What Not to Pack for Your Next Luxury Adventure Vacation
Adventure travel continues to be popular and is definitely not just for gap year students. Luxury hotels in South Africa, Tanzania and Myanmar are opening their doors and encouraging international travelers to experience some amazing adventures, cosseted by five star hotel standards, yet immersed in a totally different culture.

Packing advice is to travel light and leave behind a lot of those high-tech gadgets which are part of our everyday westernized lifestyle. The challenge is could you really do without the following essentials?
E-readers – designed to save space and weight in luggage, they are far more stealable than books, you need to recharge them and, on a charitable note, you cannot leave them behind for the locals to enjoy. Better take a couple of bestsellers and trade them with fellow guests before giving them away.

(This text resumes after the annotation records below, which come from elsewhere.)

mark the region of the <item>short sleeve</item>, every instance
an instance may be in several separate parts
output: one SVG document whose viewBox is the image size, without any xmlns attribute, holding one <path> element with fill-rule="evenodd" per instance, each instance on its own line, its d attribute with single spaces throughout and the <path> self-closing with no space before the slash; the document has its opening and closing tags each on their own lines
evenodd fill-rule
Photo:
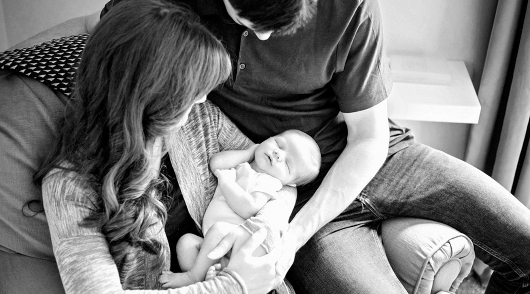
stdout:
<svg viewBox="0 0 530 294">
<path fill-rule="evenodd" d="M 368 109 L 388 96 L 392 78 L 376 1 L 363 1 L 353 12 L 337 49 L 337 67 L 330 85 L 341 112 Z"/>
</svg>

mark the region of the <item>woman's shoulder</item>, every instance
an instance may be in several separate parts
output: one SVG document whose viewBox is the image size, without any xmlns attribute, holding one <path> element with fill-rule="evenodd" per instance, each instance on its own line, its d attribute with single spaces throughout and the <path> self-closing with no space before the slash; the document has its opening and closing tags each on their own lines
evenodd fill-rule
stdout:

GPS – another useful gadget, especially if you like Geocaching, but they attract thieves like magpies to gems. A compass may be less likely to break, is definitely cheaper and with a map you will understand far more about the local terrain.
Ipod – space saving and familiar, but music does isolate you from the foreign sounds that are part of any trip – the babble of local languages, wails from the muezzin or the quiet sounds of unseen inhabitants in the rainforest.
Translation Software – there are some great translation software packages including an iPhone app that overlays English onto foreign writing. Unfortunately users say it is useless on menus, so perhaps the good old dictionary, phrase book and a smile may get you further in the end.
Personally I leave behind the things that distract and take everything that may enhance my trip. How about you?